We’re talking about the cultural understanding of another nation 20 years ago, so I can’t offer an authoritative response. Generally speaking I can tell you that the average Japanese person’s understanding of Christianity is fairly superficial and related largely to what they’ve picked up from western media (not unlike most westerners’ understanding of Shinto, tbh). As a result, sometimes Christian imagery and allusions get inserted into a story because “foreign = sophisticated/cool” and for little else. If this were any other director, I’d guess the cross was just there to go with all the other faintly random Christian imagery – the holy grail and the messiah – and didn’t have any deep meaning or intentional commentary behind it.

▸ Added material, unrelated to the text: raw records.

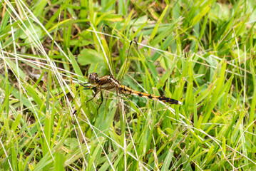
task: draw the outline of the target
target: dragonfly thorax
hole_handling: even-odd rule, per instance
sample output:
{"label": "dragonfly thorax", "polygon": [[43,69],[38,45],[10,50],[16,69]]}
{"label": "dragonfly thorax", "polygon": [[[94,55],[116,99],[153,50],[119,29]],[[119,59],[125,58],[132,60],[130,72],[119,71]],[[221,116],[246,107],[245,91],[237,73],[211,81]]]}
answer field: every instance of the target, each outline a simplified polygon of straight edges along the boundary
{"label": "dragonfly thorax", "polygon": [[88,77],[88,80],[89,83],[92,85],[97,84],[98,82],[98,73],[90,73],[89,76]]}

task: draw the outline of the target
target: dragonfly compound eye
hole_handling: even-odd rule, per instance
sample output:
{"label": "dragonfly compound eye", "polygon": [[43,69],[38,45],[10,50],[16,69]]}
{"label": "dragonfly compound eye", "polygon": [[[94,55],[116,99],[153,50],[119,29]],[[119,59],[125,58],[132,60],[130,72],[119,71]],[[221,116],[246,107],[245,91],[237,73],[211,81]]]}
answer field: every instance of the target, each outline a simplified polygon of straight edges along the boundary
{"label": "dragonfly compound eye", "polygon": [[95,84],[98,78],[98,74],[96,73],[90,73],[88,77],[89,83],[91,84]]}

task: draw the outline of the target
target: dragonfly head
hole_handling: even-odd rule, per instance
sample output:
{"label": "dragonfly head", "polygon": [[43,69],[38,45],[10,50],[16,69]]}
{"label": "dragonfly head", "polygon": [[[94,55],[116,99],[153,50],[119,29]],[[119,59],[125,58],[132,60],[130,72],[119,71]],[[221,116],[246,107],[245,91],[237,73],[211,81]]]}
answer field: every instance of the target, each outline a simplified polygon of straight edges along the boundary
{"label": "dragonfly head", "polygon": [[98,74],[96,73],[92,73],[89,74],[88,77],[88,80],[89,83],[92,85],[95,85],[97,83],[97,80],[98,79]]}

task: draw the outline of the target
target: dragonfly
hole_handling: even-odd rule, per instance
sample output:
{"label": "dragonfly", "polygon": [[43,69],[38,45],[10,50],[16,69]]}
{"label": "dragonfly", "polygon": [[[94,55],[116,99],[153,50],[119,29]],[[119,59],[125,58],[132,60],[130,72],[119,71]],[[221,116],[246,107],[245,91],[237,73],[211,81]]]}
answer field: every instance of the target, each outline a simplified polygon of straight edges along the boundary
{"label": "dragonfly", "polygon": [[[131,43],[132,41],[130,41],[130,46],[131,45]],[[128,54],[129,52],[130,48]],[[116,92],[118,94],[122,94],[126,96],[128,95],[135,95],[144,98],[158,100],[169,104],[183,105],[183,103],[173,98],[143,93],[130,88],[129,87],[123,85],[121,82],[118,78],[115,78],[112,74],[99,77],[97,73],[91,73],[88,75],[88,83],[83,84],[79,83],[79,84],[81,85],[84,89],[93,89],[95,92],[93,98],[86,101],[86,103],[94,99],[95,97],[100,93],[101,95],[101,101],[103,101],[102,92],[103,90],[107,90],[111,92]],[[98,109],[101,107],[101,104],[102,103],[100,104]]]}

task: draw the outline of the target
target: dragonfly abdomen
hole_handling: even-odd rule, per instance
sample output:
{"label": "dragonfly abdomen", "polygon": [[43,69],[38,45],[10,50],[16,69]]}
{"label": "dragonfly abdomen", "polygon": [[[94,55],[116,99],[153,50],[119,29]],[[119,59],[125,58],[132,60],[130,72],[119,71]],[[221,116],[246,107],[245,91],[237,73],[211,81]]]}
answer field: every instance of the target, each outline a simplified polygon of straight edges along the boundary
{"label": "dragonfly abdomen", "polygon": [[136,91],[136,90],[133,90],[126,86],[123,86],[123,85],[121,85],[119,86],[119,90],[123,94],[133,95],[136,95],[136,96],[139,96],[139,97],[142,97],[142,98],[153,99],[153,100],[160,100],[160,101],[163,101],[164,103],[168,103],[170,104],[176,104],[176,105],[182,105],[183,104],[181,102],[176,100],[175,99],[173,99],[173,98]]}

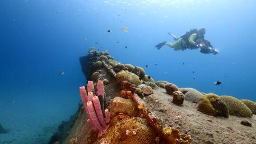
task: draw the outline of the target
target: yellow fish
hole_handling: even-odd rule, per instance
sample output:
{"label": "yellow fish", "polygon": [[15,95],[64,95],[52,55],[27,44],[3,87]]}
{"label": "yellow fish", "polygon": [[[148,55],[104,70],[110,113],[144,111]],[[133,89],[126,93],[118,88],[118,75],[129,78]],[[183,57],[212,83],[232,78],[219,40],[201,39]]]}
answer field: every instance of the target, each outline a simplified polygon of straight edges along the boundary
{"label": "yellow fish", "polygon": [[144,108],[144,107],[141,105],[138,105],[138,109],[143,109]]}
{"label": "yellow fish", "polygon": [[124,27],[121,28],[121,30],[124,30],[124,29],[127,29],[127,27]]}

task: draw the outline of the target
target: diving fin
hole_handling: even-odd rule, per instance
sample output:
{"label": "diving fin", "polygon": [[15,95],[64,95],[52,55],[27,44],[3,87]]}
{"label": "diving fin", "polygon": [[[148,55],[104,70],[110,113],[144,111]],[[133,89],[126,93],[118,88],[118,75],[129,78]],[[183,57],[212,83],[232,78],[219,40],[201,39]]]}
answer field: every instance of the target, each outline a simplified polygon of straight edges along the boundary
{"label": "diving fin", "polygon": [[179,38],[177,38],[177,36],[175,36],[174,34],[172,33],[167,33],[169,35],[173,36],[173,37],[174,38],[174,41],[177,41],[178,39],[179,39]]}
{"label": "diving fin", "polygon": [[160,48],[162,47],[162,46],[164,46],[165,43],[166,43],[167,42],[162,42],[162,43],[161,43],[159,44],[158,44],[157,45],[155,46],[155,47],[157,47],[157,50],[160,50]]}

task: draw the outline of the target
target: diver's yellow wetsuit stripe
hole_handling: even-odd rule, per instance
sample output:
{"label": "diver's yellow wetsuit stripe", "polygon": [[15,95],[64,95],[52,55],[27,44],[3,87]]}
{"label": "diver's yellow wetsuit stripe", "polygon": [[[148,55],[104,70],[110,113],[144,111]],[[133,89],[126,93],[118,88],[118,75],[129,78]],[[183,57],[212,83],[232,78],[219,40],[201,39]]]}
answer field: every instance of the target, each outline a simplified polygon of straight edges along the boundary
{"label": "diver's yellow wetsuit stripe", "polygon": [[[194,33],[190,36],[189,36],[188,40],[190,44],[191,44],[192,45],[196,45],[195,40],[196,39],[196,37],[197,37],[197,33]],[[174,48],[175,51],[178,51],[182,49],[183,48],[184,48],[183,46],[183,45],[186,45],[186,41],[184,40],[183,40],[183,38],[181,38],[178,39],[176,41],[175,41],[174,44],[172,44],[171,43],[169,42],[166,42],[165,43],[165,45],[166,45],[169,46],[169,47],[171,48]]]}

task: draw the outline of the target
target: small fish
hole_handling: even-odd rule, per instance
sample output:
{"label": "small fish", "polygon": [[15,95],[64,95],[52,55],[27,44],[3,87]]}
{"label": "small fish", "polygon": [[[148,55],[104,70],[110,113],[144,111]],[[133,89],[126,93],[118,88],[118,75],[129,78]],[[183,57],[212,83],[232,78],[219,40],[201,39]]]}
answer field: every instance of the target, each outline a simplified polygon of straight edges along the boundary
{"label": "small fish", "polygon": [[127,29],[127,27],[124,27],[121,28],[121,30],[125,30],[126,29]]}
{"label": "small fish", "polygon": [[216,82],[213,82],[213,83],[215,84],[215,85],[220,85],[220,84],[221,84],[221,82],[219,81],[216,81]]}
{"label": "small fish", "polygon": [[143,109],[144,108],[144,107],[141,106],[141,105],[138,105],[138,109]]}

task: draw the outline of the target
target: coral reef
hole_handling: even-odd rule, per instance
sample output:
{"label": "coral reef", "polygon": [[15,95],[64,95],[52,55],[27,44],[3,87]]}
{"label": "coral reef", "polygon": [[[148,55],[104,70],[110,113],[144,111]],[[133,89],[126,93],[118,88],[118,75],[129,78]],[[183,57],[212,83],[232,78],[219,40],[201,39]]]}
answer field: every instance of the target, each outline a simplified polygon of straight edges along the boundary
{"label": "coral reef", "polygon": [[253,114],[256,115],[256,103],[248,99],[240,100],[252,111]]}
{"label": "coral reef", "polygon": [[105,55],[101,55],[99,58],[101,61],[104,61],[105,62],[107,62],[108,60],[108,57]]}
{"label": "coral reef", "polygon": [[102,63],[101,61],[96,62],[93,65],[93,67],[94,67],[94,69],[100,69],[102,67]]}
{"label": "coral reef", "polygon": [[209,93],[200,98],[197,109],[209,115],[223,116],[228,117],[229,113],[228,107],[219,97],[213,93]]}
{"label": "coral reef", "polygon": [[122,121],[120,126],[120,144],[154,144],[156,137],[155,129],[145,125],[146,121],[134,117]]}
{"label": "coral reef", "polygon": [[128,71],[122,71],[117,73],[116,75],[117,83],[120,83],[121,81],[127,81],[131,84],[137,86],[141,84],[141,81],[138,76]]}
{"label": "coral reef", "polygon": [[109,105],[111,109],[111,117],[114,117],[116,113],[121,113],[131,117],[136,116],[138,109],[135,103],[131,99],[126,99],[116,97],[110,101]]}
{"label": "coral reef", "polygon": [[174,84],[168,83],[165,84],[165,87],[166,93],[169,95],[173,95],[173,92],[176,90],[179,90],[179,88]]}
{"label": "coral reef", "polygon": [[252,115],[251,110],[236,98],[229,96],[221,96],[219,98],[228,106],[230,115],[243,117],[250,117]]}
{"label": "coral reef", "polygon": [[144,69],[139,66],[135,67],[132,72],[138,76],[141,79],[143,79],[146,75]]}
{"label": "coral reef", "polygon": [[132,72],[134,69],[134,66],[130,64],[126,64],[124,65],[127,68],[127,70],[130,72]]}
{"label": "coral reef", "polygon": [[181,106],[184,101],[184,95],[180,91],[174,91],[173,92],[173,103]]}
{"label": "coral reef", "polygon": [[152,88],[149,86],[143,86],[141,88],[141,90],[144,96],[147,96],[153,93]]}
{"label": "coral reef", "polygon": [[93,81],[96,81],[98,80],[99,78],[99,75],[100,74],[100,73],[99,72],[95,72],[92,73],[92,75],[91,75],[91,79]]}
{"label": "coral reef", "polygon": [[203,96],[200,92],[193,88],[180,88],[179,90],[185,96],[185,100],[191,102],[198,103],[200,98]]}
{"label": "coral reef", "polygon": [[146,75],[144,76],[144,78],[142,79],[142,80],[145,81],[151,81],[152,82],[155,82],[155,81],[154,81],[154,79],[152,77]]}

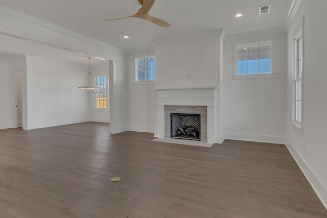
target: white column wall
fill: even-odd
[[[7,59],[0,58],[0,129],[11,127],[10,79]]]
[[[325,134],[327,132],[327,74],[324,13],[327,2],[302,0],[288,32],[287,137],[288,147],[327,208]],[[303,131],[292,124],[292,35],[304,15]]]
[[[131,131],[154,132],[155,82],[135,82],[135,58],[153,55],[154,48],[133,51],[128,55],[127,76],[129,105],[128,129]]]
[[[233,79],[233,46],[272,42],[276,78]],[[286,34],[283,30],[228,36],[224,44],[222,132],[227,139],[285,143],[286,119]],[[244,126],[245,130],[241,129]]]

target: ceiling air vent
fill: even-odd
[[[259,14],[267,14],[270,12],[270,5],[259,7]]]

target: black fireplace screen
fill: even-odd
[[[200,117],[199,114],[171,113],[171,137],[200,141]]]

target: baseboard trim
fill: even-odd
[[[65,120],[65,121],[57,121],[56,122],[44,123],[42,124],[28,124],[26,126],[26,128],[24,129],[33,130],[35,129],[44,128],[46,127],[55,127],[57,126],[67,125],[68,124],[78,124],[79,123],[84,123],[89,122],[89,119],[74,119],[72,120]]]
[[[10,125],[9,124],[0,125],[0,129],[9,129],[10,128]]]
[[[154,127],[140,127],[137,126],[130,126],[128,127],[129,131],[133,132],[149,132],[154,133]]]
[[[219,144],[221,144],[224,142],[225,140],[225,134],[223,134],[220,136],[216,136],[215,139],[215,142],[218,143]]]
[[[109,119],[102,119],[100,118],[91,118],[90,119],[90,121],[92,122],[110,123]]]
[[[274,143],[276,144],[285,144],[285,138],[284,137],[230,133],[224,133],[223,135],[224,140],[242,140],[244,141],[258,141],[260,142]],[[223,140],[222,140],[222,141],[223,141]]]
[[[121,132],[126,132],[129,131],[128,127],[116,127],[114,129],[114,134],[120,133]]]
[[[288,139],[286,138],[285,141],[287,149],[290,151],[293,158],[295,160],[296,163],[301,169],[310,185],[311,185],[311,187],[314,190],[318,198],[319,198],[325,208],[327,210],[327,188],[324,186],[319,178],[311,170],[309,165],[307,164],[306,161],[297,153]]]

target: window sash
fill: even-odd
[[[237,75],[271,74],[271,42],[236,46]]]
[[[293,72],[293,121],[302,125],[303,92],[303,41],[300,31],[294,39]]]
[[[135,59],[136,82],[153,81],[155,79],[155,59],[154,56]]]
[[[107,77],[97,77],[96,81],[100,89],[95,90],[95,107],[97,109],[103,109],[107,108]]]

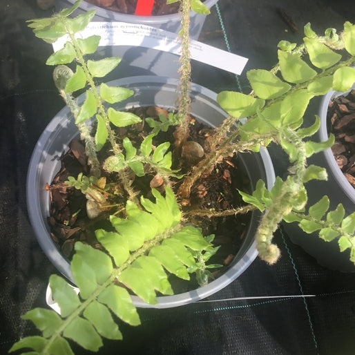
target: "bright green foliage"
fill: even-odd
[[[63,48],[50,55],[46,64],[52,66],[73,62],[76,64],[75,73],[70,77],[67,77],[66,74],[65,88],[63,93],[61,92],[61,95],[70,108],[75,124],[78,126],[88,146],[93,145],[93,143],[91,143],[93,141],[88,136],[88,131],[81,124],[93,117],[96,117],[97,120],[97,128],[95,135],[96,146],[88,148],[86,151],[89,160],[96,161],[95,151],[102,149],[108,139],[113,137],[108,122],[116,126],[124,127],[138,123],[141,119],[135,115],[119,112],[112,107],[106,111],[102,104],[101,100],[109,104],[119,102],[131,96],[133,92],[123,88],[108,87],[104,84],[100,86],[99,90],[95,87],[94,78],[101,78],[111,73],[119,64],[121,59],[109,57],[100,60],[86,60],[84,57],[97,50],[100,37],[94,35],[87,38],[77,38],[75,35],[85,29],[95,15],[95,11],[93,10],[73,19],[68,18],[74,11],[73,9],[79,6],[79,3],[80,1],[78,0],[70,9],[62,10],[51,18],[32,20],[29,26],[32,28],[37,37],[50,43],[64,35],[68,37],[68,40]],[[60,73],[59,72],[58,75],[60,75]],[[57,81],[64,80],[64,79],[61,79],[60,77],[56,79]],[[79,106],[76,100],[68,94],[82,90],[86,87],[86,97],[84,103]],[[117,152],[118,146],[112,141],[111,144],[114,151]]]
[[[144,176],[144,164],[148,164],[162,176],[180,178],[182,175],[176,174],[178,172],[178,170],[171,169],[172,153],[171,151],[168,151],[170,143],[168,142],[162,143],[153,151],[152,140],[154,135],[147,136],[142,142],[140,154],[133,146],[129,138],[125,137],[123,140],[123,146],[126,151],[126,155],[119,153],[117,155],[109,157],[104,164],[104,169],[108,171],[119,172],[129,167],[137,176]]]
[[[142,121],[138,116],[133,113],[117,111],[112,107],[108,108],[107,115],[110,122],[116,127],[126,127]]]
[[[28,312],[23,318],[32,320],[43,337],[22,339],[11,351],[29,347],[46,355],[73,354],[66,340],[70,338],[97,352],[102,337],[122,338],[113,314],[132,325],[140,324],[127,289],[114,285],[115,280],[154,304],[157,291],[173,294],[168,271],[189,279],[190,272],[199,271],[202,279],[201,276],[207,275],[205,269],[219,266],[205,265],[215,252],[211,244],[213,236],[204,238],[200,229],[180,225],[181,212],[173,191],[167,188],[165,196],[155,190],[152,193],[154,202],[142,198],[145,210],[128,201],[127,218],[111,218],[116,231],[97,231],[106,253],[75,244],[70,267],[79,295],[62,278],[52,276],[50,286],[61,315],[40,308]]]
[[[355,26],[346,21],[344,23],[344,46],[352,56],[355,56]]]
[[[298,222],[306,233],[318,231],[319,236],[327,242],[338,238],[339,249],[343,251],[350,249],[350,260],[355,262],[355,212],[345,218],[345,211],[341,204],[334,210],[329,210],[329,200],[323,196],[310,206],[308,213],[292,212],[285,218],[286,222]]]
[[[294,84],[304,83],[314,77],[317,73],[297,53],[290,53],[279,50],[278,60],[282,77],[287,81]]]
[[[153,128],[152,131],[153,134],[157,134],[160,131],[162,132],[166,132],[170,126],[178,125],[181,122],[181,117],[173,113],[169,113],[168,117],[162,113],[158,113],[159,121],[157,121],[151,117],[146,117],[146,122],[149,125],[149,127]]]
[[[70,77],[66,82],[65,87],[66,93],[73,93],[85,87],[86,84],[86,76],[82,67],[77,66],[75,73]]]
[[[336,53],[316,38],[304,38],[303,41],[312,64],[320,69],[327,69],[341,59],[341,55]]]
[[[222,91],[217,95],[217,101],[229,115],[238,118],[254,115],[265,104],[262,99],[234,91]]]
[[[166,3],[173,3],[179,1],[180,0],[166,0]],[[193,11],[198,14],[209,15],[210,13],[209,8],[207,8],[201,0],[191,0],[190,6]]]
[[[120,102],[134,94],[132,90],[117,86],[108,86],[105,83],[100,85],[101,98],[109,104]]]
[[[268,70],[251,70],[247,73],[247,76],[256,95],[261,99],[278,97],[291,88],[289,84]]]

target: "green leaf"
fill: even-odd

…But, this being Ikuhara, who I know from interviews is fairly well-read in terms of western philosophy, and who very intentionally used a Christian-inspired church in Yurikuma Arashi to depict religious intolerance of homosexuality, there’s a decent chance the cross necklace was a deliberate subversion or challenge. I’d say it’s definitely open for interpretation.
The Church scene in YuriKuma seemed to me more like tribal Xenophobia. I actually don’t think everything in that was about Homosexuality specifically.
The bear/human metaphor and the church’s condemnation of it is about a lot of things. Xenophobia is one of them; homophobia is another. Metaphor’s source can be mapped to multiple targets at once. That’s one of the things that makes them so nifty.
All the Christians references were to the Bear’s religion which I see mainly as reflecting how Japans till ultimately sees Christianity as a foreign religion.